Now though there are physicists from the University of California, Santa Barbara (UCSB) and Microsoft Station Q that have shown that time crystals just might have a possibility of existing physically, as Next Big Future reports.
One aspect for time crystals that make it not possible is that it exhibits periodic motion even at its ground state, or the state where it has its lowest energy. At the ground, state objects shouldn't have the energy to move at all, yet Wilczek says that time crystals could move in a circular orbit at its ground state.
For time crystals, the physicists have focused on an aspect called time-translation symmetry. They say that time crystals spontaneously break this symmetry. This is different from explicit symmetry breaking, wherein the laws of nature don't have symmetry anymore.
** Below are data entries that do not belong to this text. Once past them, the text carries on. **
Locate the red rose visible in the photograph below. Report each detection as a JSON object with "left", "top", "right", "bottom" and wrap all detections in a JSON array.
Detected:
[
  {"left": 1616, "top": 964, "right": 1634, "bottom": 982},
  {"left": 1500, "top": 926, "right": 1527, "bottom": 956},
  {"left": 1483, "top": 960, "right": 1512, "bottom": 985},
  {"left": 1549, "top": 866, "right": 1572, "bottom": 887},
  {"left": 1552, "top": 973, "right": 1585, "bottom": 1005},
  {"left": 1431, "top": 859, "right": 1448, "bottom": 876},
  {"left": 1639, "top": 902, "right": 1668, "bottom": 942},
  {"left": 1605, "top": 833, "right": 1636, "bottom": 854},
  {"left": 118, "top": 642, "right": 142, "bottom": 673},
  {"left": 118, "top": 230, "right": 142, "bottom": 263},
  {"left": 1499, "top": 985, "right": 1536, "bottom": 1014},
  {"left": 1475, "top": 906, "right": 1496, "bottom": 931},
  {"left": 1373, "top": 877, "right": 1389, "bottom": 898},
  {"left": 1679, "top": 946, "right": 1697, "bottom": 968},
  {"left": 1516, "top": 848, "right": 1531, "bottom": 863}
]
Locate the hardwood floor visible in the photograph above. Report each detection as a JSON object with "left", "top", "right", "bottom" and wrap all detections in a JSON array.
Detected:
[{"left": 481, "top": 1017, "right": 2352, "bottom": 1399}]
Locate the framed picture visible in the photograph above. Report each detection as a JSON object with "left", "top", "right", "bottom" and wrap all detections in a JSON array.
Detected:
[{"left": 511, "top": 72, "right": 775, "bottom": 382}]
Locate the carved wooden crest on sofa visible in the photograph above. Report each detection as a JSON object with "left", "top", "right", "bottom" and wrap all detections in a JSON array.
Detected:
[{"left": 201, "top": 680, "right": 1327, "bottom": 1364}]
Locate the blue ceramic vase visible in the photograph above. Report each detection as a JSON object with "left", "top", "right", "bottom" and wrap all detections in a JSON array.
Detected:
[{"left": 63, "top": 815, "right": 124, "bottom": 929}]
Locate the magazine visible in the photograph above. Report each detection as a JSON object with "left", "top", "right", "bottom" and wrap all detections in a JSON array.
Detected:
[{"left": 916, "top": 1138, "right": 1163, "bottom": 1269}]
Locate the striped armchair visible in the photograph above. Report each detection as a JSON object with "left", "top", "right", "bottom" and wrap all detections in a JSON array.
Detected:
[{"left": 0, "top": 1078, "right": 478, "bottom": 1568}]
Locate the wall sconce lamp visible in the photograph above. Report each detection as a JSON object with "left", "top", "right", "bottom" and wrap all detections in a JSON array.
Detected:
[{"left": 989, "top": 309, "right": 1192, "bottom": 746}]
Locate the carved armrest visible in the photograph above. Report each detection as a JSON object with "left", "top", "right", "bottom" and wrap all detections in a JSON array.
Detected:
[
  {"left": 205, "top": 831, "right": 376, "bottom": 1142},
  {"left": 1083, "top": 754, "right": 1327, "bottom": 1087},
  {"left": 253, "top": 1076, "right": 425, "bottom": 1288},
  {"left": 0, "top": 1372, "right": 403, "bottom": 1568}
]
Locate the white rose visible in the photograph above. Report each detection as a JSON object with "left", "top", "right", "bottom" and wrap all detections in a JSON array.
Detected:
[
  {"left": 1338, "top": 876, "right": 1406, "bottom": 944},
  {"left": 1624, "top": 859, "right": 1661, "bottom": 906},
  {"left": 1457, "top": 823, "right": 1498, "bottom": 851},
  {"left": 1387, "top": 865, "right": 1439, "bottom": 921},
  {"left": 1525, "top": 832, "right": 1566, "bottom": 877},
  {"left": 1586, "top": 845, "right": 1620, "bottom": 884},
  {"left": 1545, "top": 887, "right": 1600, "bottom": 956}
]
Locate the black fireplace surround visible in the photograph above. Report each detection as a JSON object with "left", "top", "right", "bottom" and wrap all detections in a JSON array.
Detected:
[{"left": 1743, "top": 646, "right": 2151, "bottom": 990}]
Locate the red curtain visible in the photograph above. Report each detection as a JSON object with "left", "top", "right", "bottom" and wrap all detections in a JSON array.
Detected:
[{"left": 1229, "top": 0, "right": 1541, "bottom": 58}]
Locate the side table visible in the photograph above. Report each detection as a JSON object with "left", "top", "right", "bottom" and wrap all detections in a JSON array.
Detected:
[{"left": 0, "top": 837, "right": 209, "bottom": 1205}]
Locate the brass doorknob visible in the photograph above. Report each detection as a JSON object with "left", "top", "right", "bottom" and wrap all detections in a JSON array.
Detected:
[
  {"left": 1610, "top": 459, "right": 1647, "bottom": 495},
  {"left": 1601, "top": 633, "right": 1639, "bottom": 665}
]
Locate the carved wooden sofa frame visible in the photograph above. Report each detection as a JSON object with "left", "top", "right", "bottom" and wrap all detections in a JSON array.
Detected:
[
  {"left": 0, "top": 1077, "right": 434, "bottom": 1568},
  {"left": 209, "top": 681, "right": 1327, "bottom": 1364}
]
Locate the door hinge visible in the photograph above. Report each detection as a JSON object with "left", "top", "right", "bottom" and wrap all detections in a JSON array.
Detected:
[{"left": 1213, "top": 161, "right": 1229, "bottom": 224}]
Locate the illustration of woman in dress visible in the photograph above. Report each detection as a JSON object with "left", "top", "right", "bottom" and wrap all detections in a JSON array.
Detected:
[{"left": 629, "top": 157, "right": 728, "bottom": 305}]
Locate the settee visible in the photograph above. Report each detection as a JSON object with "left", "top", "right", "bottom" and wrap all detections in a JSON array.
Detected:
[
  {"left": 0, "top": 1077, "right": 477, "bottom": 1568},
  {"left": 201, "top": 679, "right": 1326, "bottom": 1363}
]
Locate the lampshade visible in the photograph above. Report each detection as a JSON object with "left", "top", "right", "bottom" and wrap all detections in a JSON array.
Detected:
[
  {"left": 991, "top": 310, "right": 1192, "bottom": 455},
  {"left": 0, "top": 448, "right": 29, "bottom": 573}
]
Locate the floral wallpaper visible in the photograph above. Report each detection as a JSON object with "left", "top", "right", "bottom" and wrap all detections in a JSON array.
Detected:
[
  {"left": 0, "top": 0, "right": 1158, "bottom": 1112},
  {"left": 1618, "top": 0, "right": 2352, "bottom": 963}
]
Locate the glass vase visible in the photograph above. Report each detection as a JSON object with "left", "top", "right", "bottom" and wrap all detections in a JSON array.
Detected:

In spontaneous symmetry breaking the laws of nature still has its symmetry, but nature could choose a state where there isn't.
Spontaneous time-breaking symmetry is said to have not yet been observed, though other forms of spontaneous breaking symmetry have been seen such as that in magnets. Performing an experiment using time crystals could be possible, researchers say by using a large system of trapped atoms, trapped ions or else qubits to create a time crystal.
The time crystal created could then have the characteristic of what it should be with its periodic, oscillating motion, Phys Org says. Persistent oscillations could be observed then.
"In collaboration with experimental research groups, we are exploring the possibility of realizing Floquet time crystals in systems of cold atomic gases," Chetan Nayak, co-author of the study and part of Microsoft Station Q and UCSB said.